Esme created this revision.Dec 12 2022, 12:28 AM
Herald added a project: Restricted Project. · View Herald TranscriptDec 12 2022, 12:28 AM
Esme requested review of this revision.Dec 12 2022, 12:28 AM
Herald added a project: Restricted Project. · View Herald TranscriptDec 12 2022, 12:28 AM
shchenz added inline comments.Dec 12 2022, 5:51 AM
llvm/test/CodeGen/PowerPC/constants-i64.ll
378

please commit the new cases first

Esme updated this revision to Diff 482368.Dec 12 2022, 11:29 PM

Address comments.

shchenz added inline comments.Dec 23 2022, 3:08 AM
llvm/lib/Target/PowerPC/PPCISelDAGToDAG.cpp
1389

For compile time concern, since the 1 instruction patterns for Imm & 0xffffffff00000000 are simple, can we move the new code before line 1318 and do some simple check for 1 instruction pattern in selectI64ImmDirect?

1396

nit: there is a getI32Imm lambda at line 1314.

1412

I don't get the point here.
original input: 0xAAAABBBBAAAACCCC
splat result: 0XAAAABBBBAAAABBBB
after the ORI8: 0XAAAABBBBAAAABBBB | 0xCCCC != 0xAAAABBBBAAAACCCC ?

Seems another rldimi is needed to insert Lo16OfLo32 to the splat result.

Esme updated this revision to Diff 487248.Jan 8 2023, 5:24 PM
Esme edited the summary of this revision. (Show Details)

Addressed comments and verified the materialization results.
However, I can't find a proper instruction to turn 0xABCD ADDD ABCD ADDD into 0xABCD ABCD ABCD ADDD, ie. modify Lo16OfHi32 (bits 32...47), so I didn't handle the pattern like 0xABCD ABCD ABCD ADDD.

Esme added inline comments.Jan 8 2023, 5:35 PM
llvm/lib/Target/PowerPC/PPCISelDAGToDAG.cpp
1389

Sorry I didn't quite understand this comment.
Imm & 0xffffffff00000000 always takes more than 1 instruction because it is impossible to match the 1-instruction-pattern:

// 1-1) Patterns : {zeros}{15-bit valve}
//                 {ones}{15-bit valve}

// 1-2) Patterns : {zeros}{15-bit valve}{16 zeros}
//                 {ones}{15-bit valve}{16 zeros}

Addressed comments and verified the materialization results.
However, I can't find a proper instruction to turn 0xABCD ADDD ABCD ADDD into 0xABCD ABCD ABCD ADDD, ie. modify Lo16OfHi32 (bits 32...47), so I didn't handle the pattern like 0xABCD ABCD ABCD ADDD.

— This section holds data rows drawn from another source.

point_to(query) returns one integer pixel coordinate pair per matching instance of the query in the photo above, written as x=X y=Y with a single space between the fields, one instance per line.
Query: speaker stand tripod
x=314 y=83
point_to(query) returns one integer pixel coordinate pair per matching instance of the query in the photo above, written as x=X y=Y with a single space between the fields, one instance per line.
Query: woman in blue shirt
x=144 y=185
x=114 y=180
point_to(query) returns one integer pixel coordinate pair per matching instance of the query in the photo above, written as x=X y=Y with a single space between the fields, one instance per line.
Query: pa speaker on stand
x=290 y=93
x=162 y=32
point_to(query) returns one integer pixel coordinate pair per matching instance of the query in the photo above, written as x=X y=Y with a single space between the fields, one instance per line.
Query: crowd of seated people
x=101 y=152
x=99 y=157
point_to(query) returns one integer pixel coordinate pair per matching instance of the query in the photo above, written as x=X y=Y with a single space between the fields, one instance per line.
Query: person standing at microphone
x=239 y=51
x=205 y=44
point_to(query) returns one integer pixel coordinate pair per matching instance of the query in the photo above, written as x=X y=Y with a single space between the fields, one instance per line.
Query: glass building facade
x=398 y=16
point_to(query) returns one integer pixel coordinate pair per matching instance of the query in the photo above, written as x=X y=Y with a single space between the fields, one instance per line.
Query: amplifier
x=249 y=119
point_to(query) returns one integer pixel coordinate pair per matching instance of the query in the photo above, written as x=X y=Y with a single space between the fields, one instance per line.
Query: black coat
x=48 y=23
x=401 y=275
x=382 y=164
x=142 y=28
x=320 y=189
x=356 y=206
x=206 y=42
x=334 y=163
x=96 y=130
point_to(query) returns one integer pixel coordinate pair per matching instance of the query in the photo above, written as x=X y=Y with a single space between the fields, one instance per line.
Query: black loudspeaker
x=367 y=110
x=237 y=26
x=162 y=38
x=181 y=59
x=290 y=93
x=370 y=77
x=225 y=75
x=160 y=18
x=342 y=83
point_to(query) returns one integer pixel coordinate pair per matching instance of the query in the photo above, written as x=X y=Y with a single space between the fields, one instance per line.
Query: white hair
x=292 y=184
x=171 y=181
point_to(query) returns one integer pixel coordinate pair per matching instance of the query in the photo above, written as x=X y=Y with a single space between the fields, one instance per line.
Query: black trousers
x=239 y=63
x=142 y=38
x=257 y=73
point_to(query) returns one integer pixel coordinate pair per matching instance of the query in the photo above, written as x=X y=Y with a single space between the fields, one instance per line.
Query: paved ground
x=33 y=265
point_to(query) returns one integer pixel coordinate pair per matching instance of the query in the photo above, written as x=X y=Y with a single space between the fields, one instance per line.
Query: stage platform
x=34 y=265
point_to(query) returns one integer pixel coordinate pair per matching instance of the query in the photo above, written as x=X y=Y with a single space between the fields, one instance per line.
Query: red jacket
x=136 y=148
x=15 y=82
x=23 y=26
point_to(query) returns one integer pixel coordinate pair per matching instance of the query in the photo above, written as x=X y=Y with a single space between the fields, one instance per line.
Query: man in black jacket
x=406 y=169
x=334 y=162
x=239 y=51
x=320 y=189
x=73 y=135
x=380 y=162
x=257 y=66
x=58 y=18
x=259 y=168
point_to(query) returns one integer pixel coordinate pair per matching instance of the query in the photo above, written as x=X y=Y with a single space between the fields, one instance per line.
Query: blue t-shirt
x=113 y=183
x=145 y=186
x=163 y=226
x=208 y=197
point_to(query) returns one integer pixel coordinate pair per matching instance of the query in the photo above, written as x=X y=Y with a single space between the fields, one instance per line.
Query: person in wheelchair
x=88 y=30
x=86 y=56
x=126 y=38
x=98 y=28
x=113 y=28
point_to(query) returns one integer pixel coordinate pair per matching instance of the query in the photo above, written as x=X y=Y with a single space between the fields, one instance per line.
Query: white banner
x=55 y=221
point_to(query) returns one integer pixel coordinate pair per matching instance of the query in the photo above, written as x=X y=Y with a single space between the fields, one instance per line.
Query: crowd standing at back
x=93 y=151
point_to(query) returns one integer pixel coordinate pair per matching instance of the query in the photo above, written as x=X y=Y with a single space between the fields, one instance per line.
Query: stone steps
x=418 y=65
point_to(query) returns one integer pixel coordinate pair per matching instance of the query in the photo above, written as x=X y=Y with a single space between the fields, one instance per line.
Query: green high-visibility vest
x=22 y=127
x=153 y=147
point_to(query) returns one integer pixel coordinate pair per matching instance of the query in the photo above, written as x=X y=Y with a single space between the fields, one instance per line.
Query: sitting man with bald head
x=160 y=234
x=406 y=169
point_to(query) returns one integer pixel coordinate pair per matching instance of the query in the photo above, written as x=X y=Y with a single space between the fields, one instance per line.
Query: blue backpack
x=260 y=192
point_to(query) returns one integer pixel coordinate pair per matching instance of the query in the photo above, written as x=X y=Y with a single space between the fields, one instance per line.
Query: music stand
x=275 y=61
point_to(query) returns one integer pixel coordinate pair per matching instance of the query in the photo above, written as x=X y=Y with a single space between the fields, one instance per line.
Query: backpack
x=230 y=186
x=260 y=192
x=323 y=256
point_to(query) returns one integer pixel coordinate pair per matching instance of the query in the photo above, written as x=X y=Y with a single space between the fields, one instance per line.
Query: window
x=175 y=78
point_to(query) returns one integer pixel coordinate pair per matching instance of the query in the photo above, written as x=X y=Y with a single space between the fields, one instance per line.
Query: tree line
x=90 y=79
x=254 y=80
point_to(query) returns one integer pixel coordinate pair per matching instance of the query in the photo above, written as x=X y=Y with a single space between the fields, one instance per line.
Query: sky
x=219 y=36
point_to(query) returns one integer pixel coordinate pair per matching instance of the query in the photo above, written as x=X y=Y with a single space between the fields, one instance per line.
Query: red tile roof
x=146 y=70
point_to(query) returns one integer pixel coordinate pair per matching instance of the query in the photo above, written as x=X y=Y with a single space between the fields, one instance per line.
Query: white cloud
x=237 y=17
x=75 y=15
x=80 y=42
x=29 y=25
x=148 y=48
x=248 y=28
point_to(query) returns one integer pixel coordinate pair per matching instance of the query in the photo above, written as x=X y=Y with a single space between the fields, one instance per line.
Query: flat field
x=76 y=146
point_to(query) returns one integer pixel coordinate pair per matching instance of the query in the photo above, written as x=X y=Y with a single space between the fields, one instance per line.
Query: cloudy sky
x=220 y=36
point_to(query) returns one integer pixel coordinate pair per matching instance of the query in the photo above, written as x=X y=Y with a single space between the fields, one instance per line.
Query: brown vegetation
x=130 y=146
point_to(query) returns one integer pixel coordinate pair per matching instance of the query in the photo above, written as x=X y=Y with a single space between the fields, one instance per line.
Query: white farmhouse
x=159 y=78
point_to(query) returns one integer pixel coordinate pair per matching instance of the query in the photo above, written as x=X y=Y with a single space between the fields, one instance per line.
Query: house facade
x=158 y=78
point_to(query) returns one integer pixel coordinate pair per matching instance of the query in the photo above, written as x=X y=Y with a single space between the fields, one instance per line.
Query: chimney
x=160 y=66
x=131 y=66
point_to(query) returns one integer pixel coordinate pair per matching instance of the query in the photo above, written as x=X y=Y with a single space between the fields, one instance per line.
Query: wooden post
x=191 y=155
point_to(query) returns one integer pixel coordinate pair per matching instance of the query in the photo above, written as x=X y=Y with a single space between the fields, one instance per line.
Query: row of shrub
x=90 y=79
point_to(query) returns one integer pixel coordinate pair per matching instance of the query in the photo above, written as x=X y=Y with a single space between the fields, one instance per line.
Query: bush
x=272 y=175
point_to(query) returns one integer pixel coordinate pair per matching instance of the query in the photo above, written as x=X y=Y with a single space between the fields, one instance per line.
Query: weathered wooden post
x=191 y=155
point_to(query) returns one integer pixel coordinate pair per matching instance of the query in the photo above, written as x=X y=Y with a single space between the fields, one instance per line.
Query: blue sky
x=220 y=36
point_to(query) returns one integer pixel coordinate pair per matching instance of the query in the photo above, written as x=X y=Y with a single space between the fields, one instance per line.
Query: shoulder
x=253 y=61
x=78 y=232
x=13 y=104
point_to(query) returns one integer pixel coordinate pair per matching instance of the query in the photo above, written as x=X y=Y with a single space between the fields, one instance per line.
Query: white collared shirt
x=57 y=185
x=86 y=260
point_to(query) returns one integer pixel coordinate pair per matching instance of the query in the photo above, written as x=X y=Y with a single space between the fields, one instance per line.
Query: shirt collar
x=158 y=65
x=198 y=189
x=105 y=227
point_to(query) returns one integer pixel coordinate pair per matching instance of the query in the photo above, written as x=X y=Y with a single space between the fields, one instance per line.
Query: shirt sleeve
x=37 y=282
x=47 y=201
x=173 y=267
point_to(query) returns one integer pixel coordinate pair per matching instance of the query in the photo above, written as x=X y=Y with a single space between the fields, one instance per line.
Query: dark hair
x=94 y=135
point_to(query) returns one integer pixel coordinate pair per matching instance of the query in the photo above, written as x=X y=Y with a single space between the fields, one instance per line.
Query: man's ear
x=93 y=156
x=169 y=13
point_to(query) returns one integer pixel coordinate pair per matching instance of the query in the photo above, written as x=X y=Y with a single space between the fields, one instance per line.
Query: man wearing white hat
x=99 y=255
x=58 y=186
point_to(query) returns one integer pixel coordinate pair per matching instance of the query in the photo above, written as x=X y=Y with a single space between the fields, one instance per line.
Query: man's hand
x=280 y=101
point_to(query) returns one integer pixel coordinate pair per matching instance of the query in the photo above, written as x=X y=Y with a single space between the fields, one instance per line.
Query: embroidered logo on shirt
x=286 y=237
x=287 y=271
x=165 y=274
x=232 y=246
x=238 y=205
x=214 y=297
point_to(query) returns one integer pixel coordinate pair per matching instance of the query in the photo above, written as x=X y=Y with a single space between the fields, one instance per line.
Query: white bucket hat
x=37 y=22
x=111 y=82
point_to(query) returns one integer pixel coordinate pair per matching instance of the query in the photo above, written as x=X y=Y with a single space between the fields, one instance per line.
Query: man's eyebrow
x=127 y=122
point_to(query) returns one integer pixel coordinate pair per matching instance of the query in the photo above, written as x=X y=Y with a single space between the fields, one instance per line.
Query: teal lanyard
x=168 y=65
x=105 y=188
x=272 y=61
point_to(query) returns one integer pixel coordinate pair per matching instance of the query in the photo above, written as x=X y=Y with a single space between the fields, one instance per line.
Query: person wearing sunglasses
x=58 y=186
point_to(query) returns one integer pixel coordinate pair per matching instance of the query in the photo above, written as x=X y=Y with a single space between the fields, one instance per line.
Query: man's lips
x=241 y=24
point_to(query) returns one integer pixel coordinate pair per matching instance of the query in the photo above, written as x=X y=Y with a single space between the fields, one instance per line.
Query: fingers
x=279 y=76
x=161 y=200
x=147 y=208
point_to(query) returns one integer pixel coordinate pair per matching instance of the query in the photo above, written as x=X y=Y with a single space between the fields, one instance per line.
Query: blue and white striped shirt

Thanks, the new selection seems correct. For pattern 0xABCD ABCD ABCD ADDD, yeah, I can not find a 4 instruction selection for it either.

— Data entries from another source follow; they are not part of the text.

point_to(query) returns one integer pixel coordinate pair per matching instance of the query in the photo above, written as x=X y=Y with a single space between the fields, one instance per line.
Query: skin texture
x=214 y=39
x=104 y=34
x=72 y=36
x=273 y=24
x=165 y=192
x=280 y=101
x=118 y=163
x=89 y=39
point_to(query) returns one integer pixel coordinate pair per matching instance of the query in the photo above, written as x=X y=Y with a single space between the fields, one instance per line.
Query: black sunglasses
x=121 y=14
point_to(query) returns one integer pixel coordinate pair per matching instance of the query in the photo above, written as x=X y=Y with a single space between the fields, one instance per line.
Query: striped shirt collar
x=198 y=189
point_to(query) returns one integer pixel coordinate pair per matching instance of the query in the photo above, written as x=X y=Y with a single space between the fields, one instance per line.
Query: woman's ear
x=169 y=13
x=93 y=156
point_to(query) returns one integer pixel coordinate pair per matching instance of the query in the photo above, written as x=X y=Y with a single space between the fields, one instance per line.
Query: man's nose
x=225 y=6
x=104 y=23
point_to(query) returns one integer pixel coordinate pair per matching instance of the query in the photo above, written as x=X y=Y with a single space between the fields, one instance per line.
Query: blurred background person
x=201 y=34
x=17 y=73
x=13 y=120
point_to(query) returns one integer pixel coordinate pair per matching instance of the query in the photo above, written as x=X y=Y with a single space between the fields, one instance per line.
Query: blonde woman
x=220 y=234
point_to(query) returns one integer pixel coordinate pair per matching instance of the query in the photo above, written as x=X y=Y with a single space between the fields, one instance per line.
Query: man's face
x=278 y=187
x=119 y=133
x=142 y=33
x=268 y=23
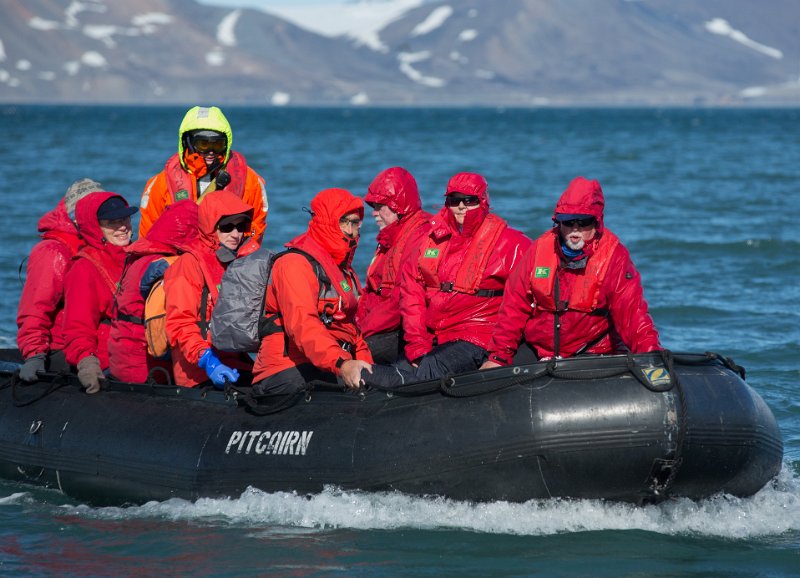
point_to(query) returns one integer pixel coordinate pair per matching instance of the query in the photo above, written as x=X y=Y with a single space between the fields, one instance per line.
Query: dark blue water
x=706 y=201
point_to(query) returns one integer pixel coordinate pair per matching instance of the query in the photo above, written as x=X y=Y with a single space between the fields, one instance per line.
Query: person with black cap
x=576 y=290
x=206 y=162
x=191 y=287
x=40 y=317
x=104 y=222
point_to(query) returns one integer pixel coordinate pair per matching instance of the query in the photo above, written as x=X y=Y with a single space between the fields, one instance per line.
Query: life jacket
x=470 y=273
x=585 y=290
x=239 y=311
x=73 y=242
x=155 y=312
x=182 y=185
x=395 y=253
x=105 y=265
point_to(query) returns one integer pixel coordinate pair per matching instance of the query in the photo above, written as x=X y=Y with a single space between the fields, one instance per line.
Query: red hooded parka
x=379 y=306
x=183 y=285
x=601 y=304
x=172 y=234
x=487 y=249
x=294 y=294
x=40 y=317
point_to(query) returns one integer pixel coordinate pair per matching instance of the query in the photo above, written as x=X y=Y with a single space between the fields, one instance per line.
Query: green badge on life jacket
x=657 y=376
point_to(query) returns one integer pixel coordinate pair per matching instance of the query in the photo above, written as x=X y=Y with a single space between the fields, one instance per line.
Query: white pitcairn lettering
x=292 y=443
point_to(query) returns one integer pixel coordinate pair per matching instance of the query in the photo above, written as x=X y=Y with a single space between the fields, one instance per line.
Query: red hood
x=213 y=207
x=57 y=220
x=328 y=207
x=86 y=217
x=397 y=189
x=174 y=231
x=582 y=197
x=467 y=184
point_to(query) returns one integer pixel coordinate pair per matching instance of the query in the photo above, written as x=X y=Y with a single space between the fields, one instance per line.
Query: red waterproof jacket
x=428 y=311
x=379 y=306
x=90 y=285
x=40 y=317
x=184 y=281
x=171 y=234
x=294 y=294
x=601 y=306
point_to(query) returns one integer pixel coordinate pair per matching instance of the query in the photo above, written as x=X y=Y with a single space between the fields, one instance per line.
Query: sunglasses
x=204 y=145
x=455 y=200
x=228 y=227
x=579 y=222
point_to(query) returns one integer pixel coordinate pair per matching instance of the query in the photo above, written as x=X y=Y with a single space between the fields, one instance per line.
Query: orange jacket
x=294 y=295
x=175 y=181
x=184 y=281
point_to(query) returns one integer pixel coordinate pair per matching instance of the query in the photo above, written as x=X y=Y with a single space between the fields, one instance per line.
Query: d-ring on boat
x=633 y=428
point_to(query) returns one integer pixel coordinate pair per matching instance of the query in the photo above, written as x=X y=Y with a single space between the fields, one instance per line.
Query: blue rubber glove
x=217 y=371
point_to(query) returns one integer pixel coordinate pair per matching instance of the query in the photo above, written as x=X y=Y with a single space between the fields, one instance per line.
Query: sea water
x=705 y=200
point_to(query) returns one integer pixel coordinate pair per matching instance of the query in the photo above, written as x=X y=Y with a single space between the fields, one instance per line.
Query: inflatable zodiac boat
x=637 y=428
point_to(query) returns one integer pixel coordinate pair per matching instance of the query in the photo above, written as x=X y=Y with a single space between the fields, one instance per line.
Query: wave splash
x=773 y=511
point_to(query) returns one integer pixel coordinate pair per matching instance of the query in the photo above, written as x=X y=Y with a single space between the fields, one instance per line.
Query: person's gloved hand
x=217 y=371
x=32 y=365
x=90 y=373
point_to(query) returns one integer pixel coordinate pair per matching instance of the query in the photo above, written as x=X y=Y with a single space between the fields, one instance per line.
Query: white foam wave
x=774 y=510
x=15 y=498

llvm/lib/Target/PowerPC/PPCISelDAGToDAG.cpp
1389

I mean the new codes can be moved before line 1317 with some simple checks. For example if select Imm & 0xffffffff00000000 requires no less than 2 instructions and the lower 32 bit also requires 2 instructions, the new splat handling can be done first. Generating a 5 instruction pattern and then marking them as dead can be avoided even the new codes are hit.

Esme updated this revision to Diff 488268.Jan 11 2023, 9:54 AM

Addressed comments.

shchenz accepted this revision as: shchenz.Jan 11 2023, 11:56 PM

LGTM. Thanks for the improvement. Please wait for some days for other reviewers.

This revision is now accepted and ready to land.Jan 11 2023, 11:56 PM
This revision was landed with ongoing or failed builds.Jan 31 2023, 3:03 AM
This revision was automatically updated to reflect the committed changes.